WASHINGTON D.C. (WCMH) — Some members of Congress say it’s time to create a dedicated position within the White House to protect against cyberattacks.
New York Representative Carolyn Maloney says the country’s adversaries have the U.S. in their digital sights.
“China, Russia, Iran, and North Korea [are] waging a silent war capable of shutting down critical infrastructure,” Rep. Maloney said.
On Wednesday, Maloney, along with members of the House Oversight Committee, warned about the digital dangers the U.S. faces.
“Cyber attacks are a critical, complex, prevalent and growing threat to the nation’s safety and economic security,” she said.
There’s now a push by some in Congress, including Wisconsin Representative Mike Gallagher, to create a dedicated position within the White House to oversee the nation’s cyber defense.
“I view the creation of a single focal point in the White House, the least bureaucratic, the least onerous, and the most efficient of all possible options,” Rep. Gallagher said.

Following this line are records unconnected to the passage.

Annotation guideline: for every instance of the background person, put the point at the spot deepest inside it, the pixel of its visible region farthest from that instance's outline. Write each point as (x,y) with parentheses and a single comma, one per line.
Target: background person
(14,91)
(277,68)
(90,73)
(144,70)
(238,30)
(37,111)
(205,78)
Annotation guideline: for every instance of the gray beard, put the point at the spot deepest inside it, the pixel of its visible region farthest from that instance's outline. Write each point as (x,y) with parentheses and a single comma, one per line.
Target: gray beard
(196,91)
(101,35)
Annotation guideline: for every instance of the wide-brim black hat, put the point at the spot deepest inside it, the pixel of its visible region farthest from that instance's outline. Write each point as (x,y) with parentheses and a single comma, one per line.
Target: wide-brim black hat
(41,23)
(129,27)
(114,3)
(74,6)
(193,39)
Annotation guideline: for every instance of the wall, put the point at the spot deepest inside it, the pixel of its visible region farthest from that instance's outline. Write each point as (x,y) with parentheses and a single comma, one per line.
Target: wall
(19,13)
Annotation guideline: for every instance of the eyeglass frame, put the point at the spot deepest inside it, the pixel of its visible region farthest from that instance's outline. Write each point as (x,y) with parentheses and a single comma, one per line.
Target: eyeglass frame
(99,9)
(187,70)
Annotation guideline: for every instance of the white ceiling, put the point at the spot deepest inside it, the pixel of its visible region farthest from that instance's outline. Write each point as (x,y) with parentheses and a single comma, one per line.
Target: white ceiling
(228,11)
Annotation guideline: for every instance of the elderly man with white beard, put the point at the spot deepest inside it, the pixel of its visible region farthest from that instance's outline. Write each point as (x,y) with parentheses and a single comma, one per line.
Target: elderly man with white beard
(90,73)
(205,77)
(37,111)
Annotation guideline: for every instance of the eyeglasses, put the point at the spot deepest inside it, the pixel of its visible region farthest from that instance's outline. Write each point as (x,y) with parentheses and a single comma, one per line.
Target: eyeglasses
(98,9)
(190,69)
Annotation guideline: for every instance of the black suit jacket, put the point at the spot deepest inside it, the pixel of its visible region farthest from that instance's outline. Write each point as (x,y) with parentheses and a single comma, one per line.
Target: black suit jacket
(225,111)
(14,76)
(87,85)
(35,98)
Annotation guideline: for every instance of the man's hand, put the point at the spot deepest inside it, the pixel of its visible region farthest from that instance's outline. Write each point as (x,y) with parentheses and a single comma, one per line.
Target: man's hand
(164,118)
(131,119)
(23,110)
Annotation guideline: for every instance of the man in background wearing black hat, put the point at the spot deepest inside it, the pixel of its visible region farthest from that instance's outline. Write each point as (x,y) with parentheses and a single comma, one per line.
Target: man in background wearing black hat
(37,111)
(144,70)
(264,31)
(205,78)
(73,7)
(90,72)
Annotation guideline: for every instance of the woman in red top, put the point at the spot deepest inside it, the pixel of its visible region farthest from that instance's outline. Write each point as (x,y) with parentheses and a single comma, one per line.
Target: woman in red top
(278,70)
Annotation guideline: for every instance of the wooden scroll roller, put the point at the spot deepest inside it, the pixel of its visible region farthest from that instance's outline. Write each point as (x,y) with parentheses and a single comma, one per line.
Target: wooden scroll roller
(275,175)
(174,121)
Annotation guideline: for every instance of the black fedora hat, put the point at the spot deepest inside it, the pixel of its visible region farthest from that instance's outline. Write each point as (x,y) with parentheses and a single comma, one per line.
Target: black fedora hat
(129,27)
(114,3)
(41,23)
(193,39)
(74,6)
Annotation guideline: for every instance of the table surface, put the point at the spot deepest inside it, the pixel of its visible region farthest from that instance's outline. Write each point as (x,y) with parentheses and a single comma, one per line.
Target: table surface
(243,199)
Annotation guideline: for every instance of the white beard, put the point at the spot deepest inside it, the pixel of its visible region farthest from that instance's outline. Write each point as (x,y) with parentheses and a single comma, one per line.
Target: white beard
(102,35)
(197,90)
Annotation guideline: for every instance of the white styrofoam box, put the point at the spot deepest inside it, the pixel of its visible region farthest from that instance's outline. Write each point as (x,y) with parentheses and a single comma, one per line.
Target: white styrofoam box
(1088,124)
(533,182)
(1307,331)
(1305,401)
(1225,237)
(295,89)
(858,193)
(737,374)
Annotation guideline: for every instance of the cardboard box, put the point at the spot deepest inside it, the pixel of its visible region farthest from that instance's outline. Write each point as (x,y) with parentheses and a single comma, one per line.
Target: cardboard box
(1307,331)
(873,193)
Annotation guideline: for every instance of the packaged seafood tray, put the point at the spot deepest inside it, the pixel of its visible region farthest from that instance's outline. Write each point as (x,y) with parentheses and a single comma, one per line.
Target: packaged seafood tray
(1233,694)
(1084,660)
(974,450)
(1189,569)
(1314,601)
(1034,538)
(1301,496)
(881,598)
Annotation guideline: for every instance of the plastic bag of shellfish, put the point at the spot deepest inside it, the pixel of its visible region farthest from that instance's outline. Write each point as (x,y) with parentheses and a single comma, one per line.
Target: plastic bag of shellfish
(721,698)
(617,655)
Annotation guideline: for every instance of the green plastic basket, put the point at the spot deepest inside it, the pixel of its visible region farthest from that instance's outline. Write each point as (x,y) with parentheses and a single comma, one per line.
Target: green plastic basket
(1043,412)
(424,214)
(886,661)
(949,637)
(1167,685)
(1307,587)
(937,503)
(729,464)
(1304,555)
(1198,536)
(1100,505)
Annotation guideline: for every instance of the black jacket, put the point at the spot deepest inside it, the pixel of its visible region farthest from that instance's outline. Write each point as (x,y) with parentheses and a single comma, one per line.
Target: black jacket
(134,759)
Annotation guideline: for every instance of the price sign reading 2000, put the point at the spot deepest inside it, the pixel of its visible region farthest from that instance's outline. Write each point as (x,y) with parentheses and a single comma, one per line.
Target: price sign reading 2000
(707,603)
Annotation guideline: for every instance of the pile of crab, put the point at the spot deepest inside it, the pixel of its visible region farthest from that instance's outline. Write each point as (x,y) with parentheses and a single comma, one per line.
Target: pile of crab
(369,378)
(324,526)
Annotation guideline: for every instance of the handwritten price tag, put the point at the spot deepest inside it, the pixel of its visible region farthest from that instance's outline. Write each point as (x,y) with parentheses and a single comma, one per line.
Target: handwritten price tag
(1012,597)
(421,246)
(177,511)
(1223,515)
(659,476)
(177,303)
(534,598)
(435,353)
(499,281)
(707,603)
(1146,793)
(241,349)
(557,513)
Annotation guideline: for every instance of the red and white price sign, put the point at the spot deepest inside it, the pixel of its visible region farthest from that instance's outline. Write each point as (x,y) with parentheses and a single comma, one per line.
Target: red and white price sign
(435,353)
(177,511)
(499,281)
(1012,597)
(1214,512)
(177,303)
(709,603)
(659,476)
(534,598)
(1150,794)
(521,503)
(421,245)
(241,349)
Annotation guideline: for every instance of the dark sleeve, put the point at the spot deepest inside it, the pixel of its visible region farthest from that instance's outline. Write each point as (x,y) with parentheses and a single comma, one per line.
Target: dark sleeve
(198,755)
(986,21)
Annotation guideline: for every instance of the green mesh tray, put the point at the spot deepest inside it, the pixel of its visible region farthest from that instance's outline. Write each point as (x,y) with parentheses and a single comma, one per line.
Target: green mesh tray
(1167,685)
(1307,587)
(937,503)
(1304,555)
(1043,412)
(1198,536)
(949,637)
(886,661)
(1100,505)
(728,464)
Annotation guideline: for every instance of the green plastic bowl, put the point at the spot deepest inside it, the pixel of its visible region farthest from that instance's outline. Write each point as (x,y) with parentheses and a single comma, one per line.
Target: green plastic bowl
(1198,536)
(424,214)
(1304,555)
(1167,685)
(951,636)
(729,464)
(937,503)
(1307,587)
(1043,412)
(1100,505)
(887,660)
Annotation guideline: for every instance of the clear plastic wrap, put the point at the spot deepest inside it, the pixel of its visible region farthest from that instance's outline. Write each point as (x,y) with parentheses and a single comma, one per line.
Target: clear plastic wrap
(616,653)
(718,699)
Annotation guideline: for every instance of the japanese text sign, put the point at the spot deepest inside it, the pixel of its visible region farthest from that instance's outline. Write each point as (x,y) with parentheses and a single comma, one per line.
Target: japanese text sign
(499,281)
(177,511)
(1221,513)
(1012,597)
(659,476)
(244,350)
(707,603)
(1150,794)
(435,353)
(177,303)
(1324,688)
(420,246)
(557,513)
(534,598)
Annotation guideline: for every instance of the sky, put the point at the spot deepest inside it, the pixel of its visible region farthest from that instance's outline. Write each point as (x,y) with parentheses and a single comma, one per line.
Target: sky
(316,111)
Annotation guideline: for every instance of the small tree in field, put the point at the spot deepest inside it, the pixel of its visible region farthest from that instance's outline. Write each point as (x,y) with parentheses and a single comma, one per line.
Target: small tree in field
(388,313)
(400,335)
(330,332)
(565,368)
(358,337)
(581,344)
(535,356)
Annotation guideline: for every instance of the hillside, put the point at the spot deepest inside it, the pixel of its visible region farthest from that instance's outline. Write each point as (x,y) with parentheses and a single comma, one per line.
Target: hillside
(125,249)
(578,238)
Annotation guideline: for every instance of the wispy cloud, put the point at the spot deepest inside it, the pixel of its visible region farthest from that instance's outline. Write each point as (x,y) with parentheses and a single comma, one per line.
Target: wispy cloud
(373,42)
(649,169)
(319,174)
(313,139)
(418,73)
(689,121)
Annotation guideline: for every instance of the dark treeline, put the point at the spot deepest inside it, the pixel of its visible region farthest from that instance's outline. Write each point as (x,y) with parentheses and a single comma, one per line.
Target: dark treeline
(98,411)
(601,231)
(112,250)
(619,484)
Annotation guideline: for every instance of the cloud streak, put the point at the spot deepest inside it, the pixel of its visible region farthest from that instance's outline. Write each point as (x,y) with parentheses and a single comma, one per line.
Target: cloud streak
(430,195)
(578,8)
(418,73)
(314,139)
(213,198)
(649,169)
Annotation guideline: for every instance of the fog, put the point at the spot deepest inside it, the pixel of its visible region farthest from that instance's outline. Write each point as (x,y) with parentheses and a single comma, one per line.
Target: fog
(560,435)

Maloney said a similar position was created under President George W. Bush and expanded by President Obama but then eliminated by the Trump administration two years ago.
“This new position would restore the cyber coordination and planning function to the White House,” Maloney said.
There’s already a bill to create the position and Gallagher says it’s a job Congress should oversee, not a president.
“Making the role Senate confirmed, in other words, would provide greater permanence,” Gallagher said.
While it’s something Republicans and Democrats largely agree on, it’s not clear when a vote on the bill might happen.